I know what some of you are saying: "I cannot stand cauliflower." Trust us when I say this may change your entire perspective on cauliflower.
Notes about cauliflower: Not all heads of cauliflower are created equal. Some are rather large, some medium, some small, some purple, some orange, some green. When we write our mashed cauliflower recipe, we say “1 head of cauliflower.” Based on what that size truly is, you may want to adjust the stock up or down, and/or the cooking time.
Cauli mash (aka “faux potatoes”) is one of the most versatile side dishes you can create. Add-ins that we’ve used/tried to change up the flavor have ranged from chipotle sauce, paleo mayo (for creaminess), bacon crumbles, sundried tomatoes, roasted garlic, jalapenos, Italian parsley, and after the initial 30 days, if you're allowing dairy in your life, try these with some goat cheese, butter or some heavy whipping cream. There are so many ways you can flavor these – experiment and see what you like!
A few tips and tricks:
- Cooking the cauliflower in chicken stock really adds some nice depth of flavor to the mashed. While you could just steam the cauliflower, I think the flavor is completely different when cooked in the stock.

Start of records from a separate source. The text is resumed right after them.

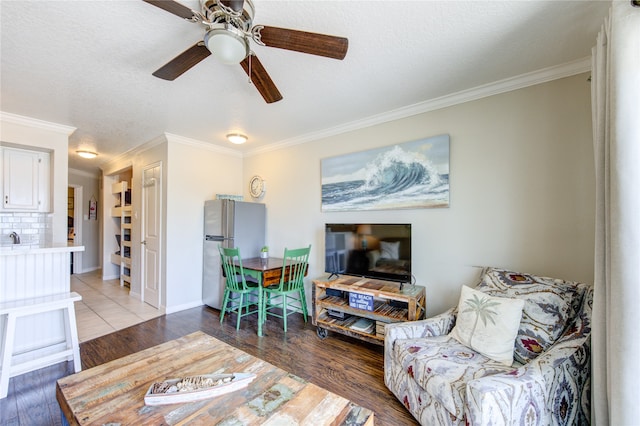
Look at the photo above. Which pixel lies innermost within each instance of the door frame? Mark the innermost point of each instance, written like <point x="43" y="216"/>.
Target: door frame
<point x="78" y="223"/>
<point x="143" y="233"/>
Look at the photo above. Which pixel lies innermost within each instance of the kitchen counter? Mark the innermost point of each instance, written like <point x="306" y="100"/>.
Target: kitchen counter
<point x="20" y="249"/>
<point x="27" y="272"/>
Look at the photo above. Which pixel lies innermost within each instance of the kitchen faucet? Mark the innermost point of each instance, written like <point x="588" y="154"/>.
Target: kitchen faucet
<point x="15" y="237"/>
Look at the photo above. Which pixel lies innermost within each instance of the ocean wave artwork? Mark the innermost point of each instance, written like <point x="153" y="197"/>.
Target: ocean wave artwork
<point x="408" y="175"/>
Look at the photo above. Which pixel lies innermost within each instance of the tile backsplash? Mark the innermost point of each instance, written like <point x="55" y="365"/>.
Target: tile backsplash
<point x="34" y="228"/>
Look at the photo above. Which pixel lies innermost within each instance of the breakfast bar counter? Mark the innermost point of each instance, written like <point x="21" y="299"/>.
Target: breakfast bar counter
<point x="33" y="271"/>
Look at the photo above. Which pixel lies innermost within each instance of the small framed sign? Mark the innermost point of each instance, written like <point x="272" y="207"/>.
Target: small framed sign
<point x="361" y="301"/>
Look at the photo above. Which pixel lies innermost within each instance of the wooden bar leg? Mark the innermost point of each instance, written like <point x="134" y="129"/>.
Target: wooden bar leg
<point x="8" y="338"/>
<point x="71" y="331"/>
<point x="260" y="306"/>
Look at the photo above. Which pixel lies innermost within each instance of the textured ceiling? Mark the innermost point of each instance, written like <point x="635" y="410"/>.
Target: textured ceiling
<point x="88" y="64"/>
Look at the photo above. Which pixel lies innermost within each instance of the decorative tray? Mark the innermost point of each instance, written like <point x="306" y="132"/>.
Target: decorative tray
<point x="195" y="388"/>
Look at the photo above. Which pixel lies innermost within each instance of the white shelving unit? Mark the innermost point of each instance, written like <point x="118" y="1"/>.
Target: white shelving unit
<point x="121" y="213"/>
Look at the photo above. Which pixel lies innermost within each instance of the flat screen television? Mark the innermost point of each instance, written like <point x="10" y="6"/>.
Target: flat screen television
<point x="372" y="250"/>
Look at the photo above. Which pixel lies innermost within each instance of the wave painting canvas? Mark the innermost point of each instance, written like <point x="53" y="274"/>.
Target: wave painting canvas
<point x="408" y="175"/>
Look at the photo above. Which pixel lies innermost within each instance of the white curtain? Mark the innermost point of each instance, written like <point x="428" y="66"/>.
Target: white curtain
<point x="615" y="383"/>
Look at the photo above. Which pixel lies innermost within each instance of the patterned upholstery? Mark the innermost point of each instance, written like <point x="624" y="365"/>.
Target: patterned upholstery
<point x="442" y="382"/>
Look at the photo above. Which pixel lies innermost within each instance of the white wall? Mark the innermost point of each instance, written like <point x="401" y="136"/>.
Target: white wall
<point x="18" y="130"/>
<point x="194" y="174"/>
<point x="521" y="179"/>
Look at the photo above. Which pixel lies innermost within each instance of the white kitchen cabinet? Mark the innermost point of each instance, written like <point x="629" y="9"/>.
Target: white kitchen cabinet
<point x="25" y="180"/>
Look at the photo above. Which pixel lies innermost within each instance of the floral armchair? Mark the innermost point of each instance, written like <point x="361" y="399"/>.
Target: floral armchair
<point x="442" y="381"/>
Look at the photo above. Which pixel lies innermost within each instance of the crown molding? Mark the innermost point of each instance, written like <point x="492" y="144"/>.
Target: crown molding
<point x="35" y="123"/>
<point x="507" y="85"/>
<point x="202" y="145"/>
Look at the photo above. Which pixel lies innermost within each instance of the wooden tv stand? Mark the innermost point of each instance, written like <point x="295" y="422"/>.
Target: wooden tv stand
<point x="391" y="303"/>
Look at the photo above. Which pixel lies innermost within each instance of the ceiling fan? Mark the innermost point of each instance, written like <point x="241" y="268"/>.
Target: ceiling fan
<point x="229" y="25"/>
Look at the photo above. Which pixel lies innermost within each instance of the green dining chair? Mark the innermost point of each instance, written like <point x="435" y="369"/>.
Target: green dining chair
<point x="239" y="294"/>
<point x="288" y="295"/>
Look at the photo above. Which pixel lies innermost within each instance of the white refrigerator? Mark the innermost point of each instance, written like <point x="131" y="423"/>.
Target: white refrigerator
<point x="229" y="223"/>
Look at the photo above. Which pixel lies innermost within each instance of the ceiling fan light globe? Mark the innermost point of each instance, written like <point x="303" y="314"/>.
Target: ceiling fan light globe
<point x="227" y="46"/>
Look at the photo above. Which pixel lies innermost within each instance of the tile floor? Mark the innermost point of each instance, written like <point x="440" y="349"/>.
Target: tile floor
<point x="106" y="307"/>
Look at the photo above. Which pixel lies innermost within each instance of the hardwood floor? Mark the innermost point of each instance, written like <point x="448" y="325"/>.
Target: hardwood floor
<point x="345" y="366"/>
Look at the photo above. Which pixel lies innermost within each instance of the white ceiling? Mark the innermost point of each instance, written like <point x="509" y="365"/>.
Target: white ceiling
<point x="88" y="64"/>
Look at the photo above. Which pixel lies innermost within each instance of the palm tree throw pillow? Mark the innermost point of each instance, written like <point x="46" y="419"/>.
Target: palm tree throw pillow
<point x="487" y="324"/>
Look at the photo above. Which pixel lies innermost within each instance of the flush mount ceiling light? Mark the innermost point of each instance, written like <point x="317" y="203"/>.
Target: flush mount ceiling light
<point x="87" y="154"/>
<point x="237" y="138"/>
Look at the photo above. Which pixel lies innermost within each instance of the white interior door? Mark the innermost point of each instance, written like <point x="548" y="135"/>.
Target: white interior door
<point x="151" y="233"/>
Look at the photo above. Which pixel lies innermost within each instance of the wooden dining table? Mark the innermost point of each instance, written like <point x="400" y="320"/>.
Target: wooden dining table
<point x="266" y="271"/>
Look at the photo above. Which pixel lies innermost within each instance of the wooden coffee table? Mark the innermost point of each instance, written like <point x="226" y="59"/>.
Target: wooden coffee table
<point x="113" y="393"/>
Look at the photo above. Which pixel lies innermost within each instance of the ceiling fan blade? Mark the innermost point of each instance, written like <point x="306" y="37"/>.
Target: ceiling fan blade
<point x="260" y="78"/>
<point x="174" y="7"/>
<point x="235" y="5"/>
<point x="183" y="62"/>
<point x="302" y="41"/>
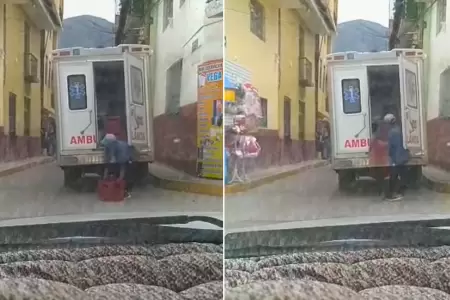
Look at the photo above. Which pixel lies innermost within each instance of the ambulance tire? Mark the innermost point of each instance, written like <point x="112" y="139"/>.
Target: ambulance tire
<point x="72" y="176"/>
<point x="346" y="179"/>
<point x="415" y="177"/>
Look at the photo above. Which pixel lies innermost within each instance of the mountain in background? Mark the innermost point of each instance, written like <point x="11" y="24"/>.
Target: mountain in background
<point x="86" y="31"/>
<point x="361" y="36"/>
<point x="91" y="32"/>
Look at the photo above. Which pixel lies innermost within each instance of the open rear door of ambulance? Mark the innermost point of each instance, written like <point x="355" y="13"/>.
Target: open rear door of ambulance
<point x="136" y="102"/>
<point x="77" y="106"/>
<point x="411" y="107"/>
<point x="351" y="111"/>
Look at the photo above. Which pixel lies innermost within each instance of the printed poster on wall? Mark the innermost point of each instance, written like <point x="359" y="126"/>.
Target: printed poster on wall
<point x="210" y="119"/>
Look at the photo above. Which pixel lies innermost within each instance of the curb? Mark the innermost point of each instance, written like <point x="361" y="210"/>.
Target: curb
<point x="188" y="187"/>
<point x="436" y="186"/>
<point x="24" y="167"/>
<point x="242" y="187"/>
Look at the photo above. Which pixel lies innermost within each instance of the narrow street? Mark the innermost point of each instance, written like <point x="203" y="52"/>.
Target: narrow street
<point x="314" y="194"/>
<point x="39" y="192"/>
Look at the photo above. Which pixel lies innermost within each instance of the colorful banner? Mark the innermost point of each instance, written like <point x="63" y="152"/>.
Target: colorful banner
<point x="210" y="119"/>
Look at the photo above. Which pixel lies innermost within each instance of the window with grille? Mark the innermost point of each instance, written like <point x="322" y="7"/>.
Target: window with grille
<point x="167" y="13"/>
<point x="257" y="19"/>
<point x="441" y="17"/>
<point x="264" y="110"/>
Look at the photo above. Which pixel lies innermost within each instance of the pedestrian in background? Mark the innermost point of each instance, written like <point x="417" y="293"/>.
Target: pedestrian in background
<point x="118" y="161"/>
<point x="378" y="156"/>
<point x="398" y="157"/>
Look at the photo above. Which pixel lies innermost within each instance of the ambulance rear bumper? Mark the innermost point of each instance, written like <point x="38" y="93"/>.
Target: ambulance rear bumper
<point x="69" y="160"/>
<point x="363" y="163"/>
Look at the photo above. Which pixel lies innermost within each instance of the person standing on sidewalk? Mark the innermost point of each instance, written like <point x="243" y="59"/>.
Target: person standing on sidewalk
<point x="378" y="155"/>
<point x="398" y="157"/>
<point x="118" y="161"/>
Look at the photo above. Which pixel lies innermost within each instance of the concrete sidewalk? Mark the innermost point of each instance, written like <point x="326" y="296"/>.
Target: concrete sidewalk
<point x="269" y="175"/>
<point x="171" y="179"/>
<point x="436" y="179"/>
<point x="9" y="168"/>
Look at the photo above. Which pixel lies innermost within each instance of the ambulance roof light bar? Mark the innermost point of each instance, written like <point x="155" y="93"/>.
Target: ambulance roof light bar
<point x="353" y="55"/>
<point x="80" y="51"/>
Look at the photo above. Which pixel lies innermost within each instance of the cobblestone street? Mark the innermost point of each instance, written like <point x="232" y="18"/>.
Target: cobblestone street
<point x="314" y="194"/>
<point x="39" y="191"/>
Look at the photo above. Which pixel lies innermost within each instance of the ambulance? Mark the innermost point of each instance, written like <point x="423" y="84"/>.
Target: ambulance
<point x="363" y="88"/>
<point x="99" y="91"/>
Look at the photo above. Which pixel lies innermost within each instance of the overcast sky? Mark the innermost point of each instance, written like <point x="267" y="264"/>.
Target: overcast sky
<point x="373" y="10"/>
<point x="102" y="8"/>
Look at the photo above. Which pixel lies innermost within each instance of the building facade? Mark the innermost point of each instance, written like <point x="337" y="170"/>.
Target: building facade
<point x="183" y="35"/>
<point x="427" y="22"/>
<point x="24" y="77"/>
<point x="275" y="46"/>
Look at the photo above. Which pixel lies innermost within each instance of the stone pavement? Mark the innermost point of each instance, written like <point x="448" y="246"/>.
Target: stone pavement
<point x="314" y="194"/>
<point x="437" y="179"/>
<point x="265" y="176"/>
<point x="171" y="179"/>
<point x="8" y="168"/>
<point x="39" y="192"/>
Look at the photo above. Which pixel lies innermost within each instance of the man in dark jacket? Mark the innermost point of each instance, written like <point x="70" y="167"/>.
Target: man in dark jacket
<point x="118" y="160"/>
<point x="398" y="157"/>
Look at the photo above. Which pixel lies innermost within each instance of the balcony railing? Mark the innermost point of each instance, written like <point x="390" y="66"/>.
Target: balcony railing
<point x="305" y="72"/>
<point x="31" y="68"/>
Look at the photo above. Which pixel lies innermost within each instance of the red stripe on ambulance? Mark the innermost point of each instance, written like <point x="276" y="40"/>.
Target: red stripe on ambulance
<point x="357" y="143"/>
<point x="83" y="140"/>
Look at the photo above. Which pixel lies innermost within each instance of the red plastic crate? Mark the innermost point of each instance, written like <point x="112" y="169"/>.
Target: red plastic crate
<point x="114" y="126"/>
<point x="111" y="190"/>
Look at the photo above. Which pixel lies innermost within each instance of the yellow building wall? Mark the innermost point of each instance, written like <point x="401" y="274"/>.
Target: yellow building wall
<point x="51" y="44"/>
<point x="265" y="61"/>
<point x="289" y="75"/>
<point x="247" y="50"/>
<point x="326" y="49"/>
<point x="2" y="63"/>
<point x="14" y="70"/>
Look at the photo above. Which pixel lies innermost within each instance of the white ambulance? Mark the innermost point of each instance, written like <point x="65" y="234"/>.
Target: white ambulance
<point x="97" y="88"/>
<point x="363" y="88"/>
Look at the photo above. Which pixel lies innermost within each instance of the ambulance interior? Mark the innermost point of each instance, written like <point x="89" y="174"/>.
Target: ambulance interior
<point x="110" y="97"/>
<point x="384" y="92"/>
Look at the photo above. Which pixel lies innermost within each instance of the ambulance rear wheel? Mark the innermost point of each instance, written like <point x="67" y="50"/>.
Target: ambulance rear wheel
<point x="414" y="177"/>
<point x="72" y="176"/>
<point x="346" y="179"/>
<point x="142" y="173"/>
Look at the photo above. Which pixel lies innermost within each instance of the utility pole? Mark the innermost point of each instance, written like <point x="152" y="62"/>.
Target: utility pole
<point x="399" y="7"/>
<point x="125" y="9"/>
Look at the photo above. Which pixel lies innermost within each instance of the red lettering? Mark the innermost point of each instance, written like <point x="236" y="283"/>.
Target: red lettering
<point x="356" y="143"/>
<point x="83" y="139"/>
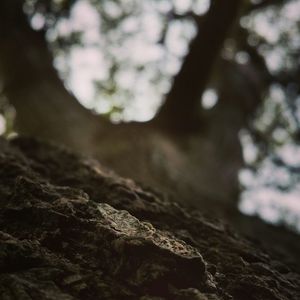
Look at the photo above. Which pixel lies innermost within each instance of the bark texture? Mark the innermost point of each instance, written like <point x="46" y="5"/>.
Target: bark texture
<point x="72" y="230"/>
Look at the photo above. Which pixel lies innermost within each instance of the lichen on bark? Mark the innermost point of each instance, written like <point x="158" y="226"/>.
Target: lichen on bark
<point x="71" y="230"/>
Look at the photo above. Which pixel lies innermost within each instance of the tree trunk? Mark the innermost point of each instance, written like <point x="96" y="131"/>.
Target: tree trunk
<point x="44" y="107"/>
<point x="70" y="230"/>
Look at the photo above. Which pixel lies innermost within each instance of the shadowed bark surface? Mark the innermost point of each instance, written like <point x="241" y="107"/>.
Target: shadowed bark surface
<point x="72" y="230"/>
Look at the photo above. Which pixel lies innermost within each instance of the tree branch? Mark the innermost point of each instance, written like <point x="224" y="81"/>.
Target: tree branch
<point x="180" y="110"/>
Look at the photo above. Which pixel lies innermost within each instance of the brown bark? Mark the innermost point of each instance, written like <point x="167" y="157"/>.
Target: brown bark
<point x="182" y="104"/>
<point x="44" y="107"/>
<point x="70" y="230"/>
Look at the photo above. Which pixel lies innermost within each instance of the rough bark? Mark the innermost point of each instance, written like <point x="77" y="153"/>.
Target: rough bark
<point x="71" y="230"/>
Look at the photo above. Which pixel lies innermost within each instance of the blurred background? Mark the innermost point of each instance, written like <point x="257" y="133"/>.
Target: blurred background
<point x="236" y="65"/>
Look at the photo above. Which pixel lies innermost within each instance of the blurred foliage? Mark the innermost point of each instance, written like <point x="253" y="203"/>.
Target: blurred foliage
<point x="119" y="58"/>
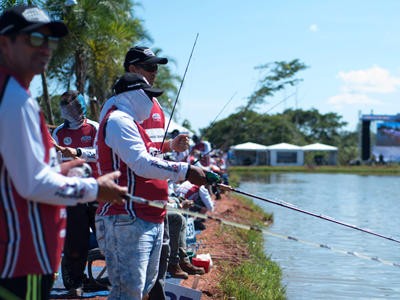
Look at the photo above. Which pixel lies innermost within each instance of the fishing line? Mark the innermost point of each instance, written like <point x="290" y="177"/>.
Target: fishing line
<point x="161" y="204"/>
<point x="320" y="216"/>
<point x="179" y="91"/>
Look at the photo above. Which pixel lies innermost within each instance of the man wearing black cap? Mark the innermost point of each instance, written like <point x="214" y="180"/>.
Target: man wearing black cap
<point x="32" y="192"/>
<point x="143" y="61"/>
<point x="130" y="235"/>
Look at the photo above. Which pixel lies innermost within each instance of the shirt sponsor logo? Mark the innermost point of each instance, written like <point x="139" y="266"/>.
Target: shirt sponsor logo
<point x="86" y="138"/>
<point x="70" y="191"/>
<point x="67" y="141"/>
<point x="156" y="117"/>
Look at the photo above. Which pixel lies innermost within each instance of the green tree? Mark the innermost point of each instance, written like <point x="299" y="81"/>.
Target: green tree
<point x="277" y="76"/>
<point x="92" y="54"/>
<point x="317" y="127"/>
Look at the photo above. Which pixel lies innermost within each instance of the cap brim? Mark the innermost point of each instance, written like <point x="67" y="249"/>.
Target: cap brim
<point x="153" y="92"/>
<point x="58" y="29"/>
<point x="155" y="60"/>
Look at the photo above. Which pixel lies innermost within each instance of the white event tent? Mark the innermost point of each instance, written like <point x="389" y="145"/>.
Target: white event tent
<point x="284" y="154"/>
<point x="318" y="147"/>
<point x="249" y="154"/>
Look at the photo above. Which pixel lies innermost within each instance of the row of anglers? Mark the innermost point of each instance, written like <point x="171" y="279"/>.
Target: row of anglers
<point x="45" y="214"/>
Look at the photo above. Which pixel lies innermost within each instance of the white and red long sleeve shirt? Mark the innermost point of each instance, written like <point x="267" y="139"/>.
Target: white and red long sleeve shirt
<point x="123" y="144"/>
<point x="33" y="194"/>
<point x="82" y="137"/>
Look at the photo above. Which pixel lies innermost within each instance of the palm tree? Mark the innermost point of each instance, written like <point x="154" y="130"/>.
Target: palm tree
<point x="92" y="54"/>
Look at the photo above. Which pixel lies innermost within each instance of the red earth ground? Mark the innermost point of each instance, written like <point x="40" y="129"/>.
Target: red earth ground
<point x="220" y="245"/>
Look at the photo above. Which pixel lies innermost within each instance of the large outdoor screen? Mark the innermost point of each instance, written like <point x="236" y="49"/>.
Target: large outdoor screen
<point x="387" y="145"/>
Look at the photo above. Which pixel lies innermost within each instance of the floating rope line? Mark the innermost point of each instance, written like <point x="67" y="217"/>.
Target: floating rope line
<point x="161" y="204"/>
<point x="313" y="214"/>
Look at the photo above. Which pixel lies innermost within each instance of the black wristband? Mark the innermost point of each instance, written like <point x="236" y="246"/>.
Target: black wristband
<point x="187" y="173"/>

- Cauliflower has a pretty high water content, so when we cook ours in the chicken broth, we try to get it almost dry (without burning). This usually gives us the creamy texture we personally like. If you have excess liquid in the pot, drain most of it off and reserve. Always better to start with not enough liquid than too much.
- If you are more of a chunky mash kind of person, just use a hand masher to retain some of the lumps in your mash.
If you look carefully, that's our mashed cauliflower (along with turkey and other sides) from the Nov/Dec issue of Paleo Magazine!
Ingredients
- 1 head cauliflower, leaves removed, stem and florets chopped into similar sized pieces
- 1 cup chicken stock or broth (more for a particularly large head of cauliflower)
- 1/4 teaspoon black pepper
- 2 cloves garlic, smashed
- 1-2 teaspoons fresh rosemary leaves
Instructions
1. Place all ingredients in a medium sized saucepan or Dutch oven and bring to a boil.
2. Reduce heat to medium and cover, allowing to cook for 15-20 minutes or so, or until the cauliflower is very tender and easily mashed with a fork.**
**You may need to add more stock if everything dries up and your cauliflower is not yet cooked through. Keep an eye on things as it cooks to see if you need to add some more, being careful not to burn. Burnt cauliflower is awful. Trust us, we know.
3. Once cauliflower is tender and cooked through, pour off any excess stock that remains and reserve.
4. Pour all contents into a food processor and mix. If the cauliflower seems too dry, add in some of the reserved stock.
Add in any spices, herbs, or “mix-ins” that you’d like as discussed above.
If you want a video of the "how" - go here and check it out.
Have any of you tried mashed cauliflower (aside from Smugs and Kmugs - we know they can eat copious amounts of cauli mash!)? What variations have you tried?